Private gun ownership is not the root of violent crime
HAVING just finished reading criminologist Mark Shaws new book entitled it is an absolute revelation to finally understand where the problem of illicit guns on the Cape Flats actually lies.
It appears that it is not in fact a handful of privately-owned stolen firearms that are fuelling the shootings on the Cape Flats, but the very system that is mandated to protect society that’s to blame. The system has failed. The gun registry, although in a mess, is not entirely to blame. The continued bleating by Gunfree SA is partially to blame, by them incorrectly pointing the finger at private gun ownership as being the source of the problem. As we now know, private gun ownership was never part of the problem.
Suggestions by Gunfree SA, that responsible private gun ownership and the issuing of private firearm licences is part of the problem, is a work of fiction. Amnesties have been a total waste of time and resources, as very few of the close to 400 000 expired licence holders actually handed their guns in for destruction. Those, like me, that have reapplied for a new license after handing our guns in for ballistic testing during the last amnesty, after inadvertently allowing the five-year licence to expire, now wait with trepidation as Pretoria makes a decision as to the merits of such applications.
The cost in time and money during these amnesties must run into tens of millions of rand. And all for what?
How many expired gun licensed firearms were found to be used in the commission of a crime? Probably none. Who would hand a gun in for re-licensing if it was used in the commission of a crime? It follows then that all the guns that were destroyed were crime free.

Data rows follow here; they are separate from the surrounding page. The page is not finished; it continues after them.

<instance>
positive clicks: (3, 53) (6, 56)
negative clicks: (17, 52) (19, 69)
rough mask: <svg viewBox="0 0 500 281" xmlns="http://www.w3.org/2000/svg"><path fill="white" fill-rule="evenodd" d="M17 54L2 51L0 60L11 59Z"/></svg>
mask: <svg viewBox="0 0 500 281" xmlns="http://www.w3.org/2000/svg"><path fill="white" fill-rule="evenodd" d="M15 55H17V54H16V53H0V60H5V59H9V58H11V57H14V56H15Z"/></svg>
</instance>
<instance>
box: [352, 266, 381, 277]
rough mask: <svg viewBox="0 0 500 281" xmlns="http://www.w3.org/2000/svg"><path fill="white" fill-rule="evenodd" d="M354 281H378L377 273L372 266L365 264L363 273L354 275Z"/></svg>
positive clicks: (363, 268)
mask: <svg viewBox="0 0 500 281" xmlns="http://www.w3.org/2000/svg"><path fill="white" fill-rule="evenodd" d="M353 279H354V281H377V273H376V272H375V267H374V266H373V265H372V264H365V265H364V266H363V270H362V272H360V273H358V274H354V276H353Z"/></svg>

The point is that it was never private gun ownership nor expired gun licences that was the cause of the thousands Sof illicit guns circulating on the Cape Flats. According to criminologist Mark Shaw more than 9 000 firearms were pilfered and stolen from the state armoury since his investigation began about 3 years ago. The salient point is that despite all the gun amnesties, despite the state’s destruction of thousands of expired license firearms, suggestions that private gun ownership for self defence purposes would no longer be valid ... Despite all of this, there is not a shred of evidence to suggest that honest law abiding responsible gun owners are in any way connected to the thousands of illicit guns circulating on the Cape Flats.